Background information
- Origin: Italy
- Genres: Italo house; house; Eurodance;
- Years active: 1988–present
- Labels: RCA; Out; Groove Groove Melody; Mercury Records; Manifesto Records (UK);
- Members: Celestine Walcott-Gordon; Daniele Davoli; Valerio Semplici; Mirko Limoni;
- Past members: Katrin Quinol; Charvoni Woodson;
- Website: blackboxhouse.eu

= Black Box (band) =

Italian house music group

Black Box is an Italian house music group popular in the late 1980s and early 1990s. It consists of DJ Daniele Davoli, classically trained clarinet teacher Valerio Semplici, keyboardist and electronic musician Mirko Limoni, and vocalist Celestine Walcott-Gordon.
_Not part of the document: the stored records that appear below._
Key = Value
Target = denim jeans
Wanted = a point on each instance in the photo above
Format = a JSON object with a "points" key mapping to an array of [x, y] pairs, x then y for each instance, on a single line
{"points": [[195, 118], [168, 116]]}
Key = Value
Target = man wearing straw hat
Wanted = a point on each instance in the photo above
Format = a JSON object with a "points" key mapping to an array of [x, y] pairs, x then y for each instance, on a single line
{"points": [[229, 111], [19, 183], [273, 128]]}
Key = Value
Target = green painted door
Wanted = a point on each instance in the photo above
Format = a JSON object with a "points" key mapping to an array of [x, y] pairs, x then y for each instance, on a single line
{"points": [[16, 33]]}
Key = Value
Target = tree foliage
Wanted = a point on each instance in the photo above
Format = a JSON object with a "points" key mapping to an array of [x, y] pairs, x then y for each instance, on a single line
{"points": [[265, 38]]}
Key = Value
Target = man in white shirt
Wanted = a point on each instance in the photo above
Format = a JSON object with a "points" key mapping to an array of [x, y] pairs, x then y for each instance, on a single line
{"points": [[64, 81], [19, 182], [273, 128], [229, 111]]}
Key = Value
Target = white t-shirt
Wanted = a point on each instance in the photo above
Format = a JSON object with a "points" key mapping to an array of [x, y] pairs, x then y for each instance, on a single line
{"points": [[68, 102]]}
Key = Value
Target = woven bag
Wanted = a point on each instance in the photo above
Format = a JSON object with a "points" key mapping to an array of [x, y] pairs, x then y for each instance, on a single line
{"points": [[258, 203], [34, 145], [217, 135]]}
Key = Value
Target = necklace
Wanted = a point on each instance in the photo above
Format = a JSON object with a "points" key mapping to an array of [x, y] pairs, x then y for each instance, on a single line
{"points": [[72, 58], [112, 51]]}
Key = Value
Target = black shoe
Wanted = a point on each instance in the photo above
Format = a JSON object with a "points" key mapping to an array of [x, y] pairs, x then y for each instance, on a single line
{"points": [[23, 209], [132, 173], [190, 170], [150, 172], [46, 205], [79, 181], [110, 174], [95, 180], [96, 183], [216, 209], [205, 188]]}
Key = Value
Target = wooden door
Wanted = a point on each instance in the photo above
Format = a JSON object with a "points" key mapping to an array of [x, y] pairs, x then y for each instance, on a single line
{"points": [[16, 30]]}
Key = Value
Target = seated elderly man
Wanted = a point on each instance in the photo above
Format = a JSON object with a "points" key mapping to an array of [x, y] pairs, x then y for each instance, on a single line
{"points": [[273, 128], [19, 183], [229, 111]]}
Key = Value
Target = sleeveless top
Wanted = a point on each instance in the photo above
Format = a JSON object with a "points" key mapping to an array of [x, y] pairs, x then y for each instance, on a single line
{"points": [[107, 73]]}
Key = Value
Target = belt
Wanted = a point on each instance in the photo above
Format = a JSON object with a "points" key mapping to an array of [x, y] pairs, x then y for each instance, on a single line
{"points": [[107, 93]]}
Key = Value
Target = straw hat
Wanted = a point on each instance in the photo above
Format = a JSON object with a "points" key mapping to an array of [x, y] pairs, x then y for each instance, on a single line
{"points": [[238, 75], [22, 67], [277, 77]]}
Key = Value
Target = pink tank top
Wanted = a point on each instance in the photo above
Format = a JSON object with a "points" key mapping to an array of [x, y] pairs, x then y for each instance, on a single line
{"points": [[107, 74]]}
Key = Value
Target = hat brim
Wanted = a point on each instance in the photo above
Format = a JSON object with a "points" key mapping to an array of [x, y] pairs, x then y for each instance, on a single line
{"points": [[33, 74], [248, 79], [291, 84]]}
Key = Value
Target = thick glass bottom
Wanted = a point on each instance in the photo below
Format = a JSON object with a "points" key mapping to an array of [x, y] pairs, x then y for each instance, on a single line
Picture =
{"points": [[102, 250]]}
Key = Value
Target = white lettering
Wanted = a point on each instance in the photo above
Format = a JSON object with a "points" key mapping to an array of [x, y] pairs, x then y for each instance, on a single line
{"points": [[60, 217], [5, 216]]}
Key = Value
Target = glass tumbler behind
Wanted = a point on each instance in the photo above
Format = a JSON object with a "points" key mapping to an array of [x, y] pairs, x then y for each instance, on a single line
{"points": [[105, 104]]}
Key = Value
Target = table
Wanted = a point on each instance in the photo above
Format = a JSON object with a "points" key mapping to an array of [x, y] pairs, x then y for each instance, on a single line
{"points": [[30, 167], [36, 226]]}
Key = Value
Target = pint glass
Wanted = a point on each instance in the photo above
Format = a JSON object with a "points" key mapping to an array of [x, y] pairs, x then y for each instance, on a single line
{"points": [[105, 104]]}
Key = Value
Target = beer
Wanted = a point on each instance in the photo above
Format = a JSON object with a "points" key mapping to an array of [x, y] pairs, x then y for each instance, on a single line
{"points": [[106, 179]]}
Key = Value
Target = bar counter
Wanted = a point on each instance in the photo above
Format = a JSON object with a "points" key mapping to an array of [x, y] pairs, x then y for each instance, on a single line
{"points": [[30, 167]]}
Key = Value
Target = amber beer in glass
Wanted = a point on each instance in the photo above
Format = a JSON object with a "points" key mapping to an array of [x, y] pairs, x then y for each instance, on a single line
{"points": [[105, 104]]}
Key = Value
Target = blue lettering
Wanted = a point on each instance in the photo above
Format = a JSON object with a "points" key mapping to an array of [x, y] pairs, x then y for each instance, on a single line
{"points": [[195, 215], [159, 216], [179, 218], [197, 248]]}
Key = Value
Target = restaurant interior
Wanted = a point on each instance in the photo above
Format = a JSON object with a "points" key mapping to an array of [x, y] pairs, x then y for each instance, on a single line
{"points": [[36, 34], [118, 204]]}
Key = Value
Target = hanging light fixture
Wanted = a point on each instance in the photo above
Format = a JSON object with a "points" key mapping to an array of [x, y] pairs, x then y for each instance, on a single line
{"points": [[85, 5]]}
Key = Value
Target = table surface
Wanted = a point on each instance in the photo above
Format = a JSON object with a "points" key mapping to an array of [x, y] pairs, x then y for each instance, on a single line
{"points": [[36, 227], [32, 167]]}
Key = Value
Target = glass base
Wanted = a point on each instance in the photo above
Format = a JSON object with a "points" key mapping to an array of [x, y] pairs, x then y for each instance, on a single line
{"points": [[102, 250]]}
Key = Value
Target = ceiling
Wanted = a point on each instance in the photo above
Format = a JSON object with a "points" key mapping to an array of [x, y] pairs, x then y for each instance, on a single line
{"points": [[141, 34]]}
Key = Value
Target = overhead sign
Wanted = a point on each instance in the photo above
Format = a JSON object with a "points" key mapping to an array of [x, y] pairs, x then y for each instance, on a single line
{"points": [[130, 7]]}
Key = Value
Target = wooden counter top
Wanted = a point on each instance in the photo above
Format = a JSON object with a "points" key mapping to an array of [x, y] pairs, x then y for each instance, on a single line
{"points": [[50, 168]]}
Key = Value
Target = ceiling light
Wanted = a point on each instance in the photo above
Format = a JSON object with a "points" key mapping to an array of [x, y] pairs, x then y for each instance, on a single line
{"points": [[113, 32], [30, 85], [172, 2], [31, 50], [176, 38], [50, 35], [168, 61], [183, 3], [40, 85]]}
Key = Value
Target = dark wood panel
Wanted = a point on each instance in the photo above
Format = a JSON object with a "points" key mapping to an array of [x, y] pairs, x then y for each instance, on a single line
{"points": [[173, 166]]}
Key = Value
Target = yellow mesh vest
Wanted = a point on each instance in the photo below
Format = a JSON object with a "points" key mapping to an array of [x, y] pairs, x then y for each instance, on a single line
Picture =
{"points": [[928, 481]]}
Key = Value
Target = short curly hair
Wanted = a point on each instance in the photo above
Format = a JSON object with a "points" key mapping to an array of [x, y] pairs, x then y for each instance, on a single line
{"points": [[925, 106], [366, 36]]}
French fashion model Katrin Quinol joined the act in 1989 and became the official face of Black Box, appearing on the cover of their single and album releases as well as in music videos, including the hit "Ride on Time", which was the highest-selling single of 1989 in the UK. The following year, it was revealed that Quinol was lip-syncing and had not performed on the recording. American singer Martha Wash performed the majority of the songs on the group's debut album, Dreamland, while being uncredited.

==History==
=== 1988–1989: Early beginnings===
Daniele Davoli, Valerio Semplici, and Mirko Limoni formed a production team called Starlight (often credited as Starlight Invention Group). The group's first single was a dance single called "Numero Uno", released in 1988. The song was often credited by their other alias, Groove Groove Melody. "Numero Uno" peaked at number nine on the UK Singles chart. In early 1989, they produced a single called "Vocalizado" for Italian singer Robby Magno. In mid-1989, the group released the maxi-single "Airport 89" under the name Wood Allen. The single peaked at number 99 on the UK Singles chart.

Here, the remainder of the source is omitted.